Everybody was happy except the accounting manager, who was furious at me when he returned from vacation. He made me promise I would never do it again, and I said I would comply except when my boss approved such action. The latter did not make him happy.

MikeA May 8, 2019 11:31 AM

@ Tatütata — IIRC, VI is descended from ED (via EX?), while EMACS (EDiting with MACros)is descended from TECO. I still sometimes use a version of micro emacs, with key bindings to mimic DEC TPU, set up to mimic VMS EDT, which gets most of its “visual mode” UI from PDP-11 KED.

Slightly more on-topic, the first “lock on a computer” I ever saw was on an IBM 1311 disk drive, where it physically controlled the ability to do a format command. This combined nicely with the feature of having a bit in the sector header determine if the data for that sector could be written. When you have exactly one disk drive, and are using the machine to (among other things) teach assembly language programming to beginning students, it’s nice to not have to re-build the system files from cards after each student’s run.

Of course, many of us knew where the key was kept, but this was more intended to prevent accidental damage, not “enemy action”.

Frank Rizzo May 9, 2019 9:33 AM

In the 90s there were two forms of ‘Ram Raiding’. The first involved a stolen Ford being rammed into a shop door and high value contents (jewelry, perfume, footwear) taken.

The second was the theft of server RAM modules. It was not so common but I did have first hand experience of it.

I was working for a government agency in Newport in 1995. We got called in one evening because a couple of servers had gone offline. They were in a 13 story tower block, which you would think would be secure but it was not.

Someone had climbed the stairwell, kicked down the server room door, carefully removed the panels from a couple of Proliants and took all the SIMMS.

IIRC these were 16MB modules and were worth around £500 each? So that would have made them very valuable. But I could never understand where they would end up. How could you fence specific server RAM back in the days?

vas pup May 10, 2019 2:42 PM

https://www.bbc.com/news/av/technology-48133753/a-robot-that-can-copy-your-handwriting

In US signature is kind of stamp of identity.
This machine could easily do this with signature. Yes, forensic guy could verify thereafter that signature was not made by human. Same applies for staging murder as suicide with hand-written pre-suicide statement. Now it is possible to frame somebody for something person never did, person image is destroyed directly/by media, It could be restored later, but damage already done. Particular for election purpose.
Generate fake letter as of 20 years ago with racial/sexual you name it content, and your opponent is kicked out of the race.

For long letters is important to incorporate style (set of language tools usually used by the person you want to frame) utilizing AI not a problem, BUT you need paper, ink matching date of ‘framing’ letter as well.

counterkleptocracy May 10, 2019 6:18 PM

Wow, thanks for this content. Despite my own recurrent spite, instead, this was inspirational.

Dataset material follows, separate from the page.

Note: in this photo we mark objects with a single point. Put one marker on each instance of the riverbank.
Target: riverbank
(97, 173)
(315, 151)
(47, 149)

I really might get into a hobby of home-designing experimental chassis locks and similar stuff.

I feel this has been missing for several years and I often think about stuff like this as I’m tinkering with my own gear trying to modestly customize stuff just a little bit more. I never get very far, but I could if I put my mind to it.

Most stuff these days is just NOT designed for effective ergonomics nor effective electrical safety nor effective real-life security. And just as implied in the video, regardless of all the fussy inbuilt accessories, most people just use their own computer and really do NOT want nor need vast user systems and multi profiles or even any passphrasings at all.

This is common knowledge in some specific applied computing circles, where we routinely TURN ALL THE B.S. OFF. (B.S. in this context does NOT stand for “Basic Scripting” nor “Basic Syntax” nor “Base Systems”).

Thanks again. This puts me back on track.

2019 May Continental USA; land of the theif, home of the slave.